I agree entirely, and if it is warrantied then they definitely should look at it at their cost. I'd eat the cost if it was out of warranty, but only then.

Jim


----------



## Viggo (Sep 2, 2013)

*Re: 200 f2.0 first dissapointed customer ever?*



neuroanatomist said:


> When you called Canon, what did they say?
> 
> Sorry, I know you're frustrated, but $h!t happens. Occasionally, a bad lens is shipped and someone gets unlucky. Sometimes, a whole production run has a goof, and there's a service advisory (aka recall) - I still need to send my 1D X in for that, actually.
> 
> So...venting is good, but getting your problems fixed is better.



I sent my usual service place a very long email explaining in detail the issues, but it was after closing, so I hope they'll get back to me tomorrow .. I intend on sending it in, it's just VERY annoying I keep having problems with newish lenses. The most expensive gear I have the most issues with..


----------



## Viggo (Sep 2, 2013)

*Re: 200 f2.0 first dissapointed customer ever?*



Jim Saunders said:


> Viggo said:
> 
> 
> > The AF should work on a 6000 dollar lens, not too much to ask I think.. But that is warranty for sure, it's the gravel and dust inside the lens that worries me, they could easily say it's my fault, although I know it absolutely isn't .
> ...



The lens was new in November last year ,and the first owner almost didn't use
It at all. He sold all his canon gear at the same time and wanting something small, Olympus stuff..


----------



## mwh1964 (Sep 2, 2013)

*Re: 200 f2.0 first dissapointed customer ever?*

Canon will fix this for sure. Good luck


----------



## Invertalon (Sep 2, 2013)

*Re: 200 f2.0 first dissapointed customer ever?*

I don't see the big problem here.

If you bought it NEW, simply return it and get another that works properly. It could be possible the lens was damaged in transit once it left the factory. Once it leaves there, nobody checks it until you put it on the camera. If you bought from a good retailer, an exchange should not be a problem.

If you bought it used, you should have found these faults when you got it and arranged a return. 

If you can't do the either above, send to Canon and let them fix it. Most likely it is simple for them to correct (probably replace the lens PCB board and your focusing issues are fixed). 

Just do what you have to do. I have terrible luck with high end lenses as well, but it is because we want perfection when we spend what we do on them. So little issues like gritty focus rings are simply not acceptable when you spend $6000 on a lens. I completely agree with you.


----------



## hawaiisunsetphoto (Sep 2, 2013)

*Re: 200 f2.0 first dissapointed customer ever?*

If you're using the 5D Mark III, there's a known compatibility issue with this lens and a service bulletin from Canon. I sent my 200 f/2L into Canon for the update.....


----------



## eml58 (Sep 3, 2013)

*Re: 200 f2.0 first dissapointed customer ever?*



neuroanatomist said:


> When you called Canon, what did they say?
> 
> Sorry, I know you're frustrated, but $h!t happens. Occasionally, a bad lens is shipped and someone gets unlucky. Sometimes, a whole production run has a goof, and there's a service advisory (aka recall) - I still need to send my 1D X in for that, actually.
> 
> So...venting is good, but getting your problems fixed is better.

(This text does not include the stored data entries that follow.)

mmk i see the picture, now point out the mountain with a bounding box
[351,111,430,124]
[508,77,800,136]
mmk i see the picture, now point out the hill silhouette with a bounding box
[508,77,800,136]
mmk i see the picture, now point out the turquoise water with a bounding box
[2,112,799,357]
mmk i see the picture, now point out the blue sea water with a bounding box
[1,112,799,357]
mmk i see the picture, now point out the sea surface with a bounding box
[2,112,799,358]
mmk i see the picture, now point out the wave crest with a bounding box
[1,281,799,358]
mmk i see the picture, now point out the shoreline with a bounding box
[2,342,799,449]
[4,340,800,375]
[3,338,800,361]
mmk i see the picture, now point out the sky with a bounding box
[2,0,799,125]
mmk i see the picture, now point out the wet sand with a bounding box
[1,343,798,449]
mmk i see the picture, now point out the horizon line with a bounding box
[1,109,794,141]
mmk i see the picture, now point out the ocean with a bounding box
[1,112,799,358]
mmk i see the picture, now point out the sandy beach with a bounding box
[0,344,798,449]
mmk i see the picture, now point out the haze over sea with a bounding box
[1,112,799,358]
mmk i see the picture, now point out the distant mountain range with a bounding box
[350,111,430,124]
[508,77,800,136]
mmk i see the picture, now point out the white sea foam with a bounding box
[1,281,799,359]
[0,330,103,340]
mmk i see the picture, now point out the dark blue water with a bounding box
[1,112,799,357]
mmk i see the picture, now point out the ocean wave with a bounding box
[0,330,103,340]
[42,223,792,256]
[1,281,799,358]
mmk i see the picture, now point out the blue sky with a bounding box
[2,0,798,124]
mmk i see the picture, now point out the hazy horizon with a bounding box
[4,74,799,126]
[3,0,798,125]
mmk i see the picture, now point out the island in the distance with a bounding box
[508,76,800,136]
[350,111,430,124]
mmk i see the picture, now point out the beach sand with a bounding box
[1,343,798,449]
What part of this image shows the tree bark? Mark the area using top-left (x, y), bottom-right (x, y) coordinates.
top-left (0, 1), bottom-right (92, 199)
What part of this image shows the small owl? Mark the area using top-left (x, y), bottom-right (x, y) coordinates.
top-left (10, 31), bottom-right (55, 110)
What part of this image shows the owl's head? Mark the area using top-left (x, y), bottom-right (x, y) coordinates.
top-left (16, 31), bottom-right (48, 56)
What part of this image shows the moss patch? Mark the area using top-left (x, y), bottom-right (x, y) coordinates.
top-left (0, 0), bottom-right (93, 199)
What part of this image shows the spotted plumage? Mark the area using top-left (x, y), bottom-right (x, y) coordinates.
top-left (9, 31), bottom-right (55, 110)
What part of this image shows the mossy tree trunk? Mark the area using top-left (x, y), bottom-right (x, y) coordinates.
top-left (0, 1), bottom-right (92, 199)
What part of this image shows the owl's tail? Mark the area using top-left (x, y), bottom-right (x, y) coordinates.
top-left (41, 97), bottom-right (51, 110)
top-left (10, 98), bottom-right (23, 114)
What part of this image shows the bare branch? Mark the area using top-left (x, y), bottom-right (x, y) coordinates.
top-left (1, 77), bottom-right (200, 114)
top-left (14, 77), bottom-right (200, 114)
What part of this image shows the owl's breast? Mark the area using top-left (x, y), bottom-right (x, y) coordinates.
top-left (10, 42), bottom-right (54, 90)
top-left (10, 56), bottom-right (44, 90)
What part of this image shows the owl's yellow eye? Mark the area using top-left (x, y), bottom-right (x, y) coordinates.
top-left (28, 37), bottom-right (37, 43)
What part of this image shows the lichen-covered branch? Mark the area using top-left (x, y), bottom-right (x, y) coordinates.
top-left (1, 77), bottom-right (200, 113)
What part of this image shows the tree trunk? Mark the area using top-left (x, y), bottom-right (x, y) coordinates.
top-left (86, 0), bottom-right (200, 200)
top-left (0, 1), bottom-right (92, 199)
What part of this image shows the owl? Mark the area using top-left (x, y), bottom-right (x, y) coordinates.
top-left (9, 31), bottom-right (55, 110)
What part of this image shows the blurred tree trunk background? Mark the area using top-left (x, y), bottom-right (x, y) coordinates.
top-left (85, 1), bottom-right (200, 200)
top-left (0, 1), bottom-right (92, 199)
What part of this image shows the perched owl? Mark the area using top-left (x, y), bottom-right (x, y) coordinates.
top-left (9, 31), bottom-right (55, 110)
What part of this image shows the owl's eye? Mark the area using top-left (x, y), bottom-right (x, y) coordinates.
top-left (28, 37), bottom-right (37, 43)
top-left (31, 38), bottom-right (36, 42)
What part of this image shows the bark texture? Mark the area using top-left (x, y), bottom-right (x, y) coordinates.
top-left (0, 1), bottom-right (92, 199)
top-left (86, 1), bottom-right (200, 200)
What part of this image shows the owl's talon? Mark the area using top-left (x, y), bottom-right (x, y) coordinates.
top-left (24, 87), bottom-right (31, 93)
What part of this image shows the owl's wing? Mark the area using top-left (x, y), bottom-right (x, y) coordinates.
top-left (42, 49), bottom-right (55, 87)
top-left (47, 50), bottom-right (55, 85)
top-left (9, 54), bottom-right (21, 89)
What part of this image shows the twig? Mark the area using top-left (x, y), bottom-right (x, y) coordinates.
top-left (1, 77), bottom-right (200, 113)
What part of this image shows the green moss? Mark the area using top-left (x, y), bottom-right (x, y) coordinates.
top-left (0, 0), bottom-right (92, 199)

Hi Viggo, I think this is good advice, take a breath and work out your options, then take action.

The 200 f/2 is an amazing Lens, one of the best I own, and other than nailing focus at f/2 (Needs a new Skill set), this Lens should just work.

If you purchased the lens new, return it to Canon and ask for a replacement, if you purchased it 2nd Hand, return it to Canon and have them repair it, the Lens is an investment, spending a few dollars on it wont be a bad further investment.

Nuero is correct, sometimes crap happens, it's a huge PIA that's for sure, but Manufacturers like Canon don't always get it right, the recent 1Dx issue is a prime example, fortunately my two Bodies went in, had the adjustments, came out fine & seem to be working as they should, but it's damn frustrating to spend 15k on 2 1Dx bodies and then have the need to send them back in for "adjustments".

Stay cool & work the options, I hope you get the Lens sorted, it's an amazing piece of Glass, 99.9% of the time.

In the meantime stay away from large Blunt Objects when around the 200 f/2.


----------



## Viggo (Sep 3, 2013)

*Re: 200 f2.0 first dissapointed customer ever?*

Thanks for your replies everyone. 

I have bought it second hand, but the previous owner didn't use it and the "grinding" noise in the focusing ring wasn't there when i got it. But, I have by no means used it so this could happen, not even with an extending barrel non sealed lens, would this happen. I bought it to use it everywhere, but if it can't take a stroll in the city and the occasional playground it can't be sealed at all. I do not use any of my gear for anything else than as a hobby and for taking pictures of my kids, so if pro's can drop and bang them around and use them for all sorts of sandy sports, I just don't get it.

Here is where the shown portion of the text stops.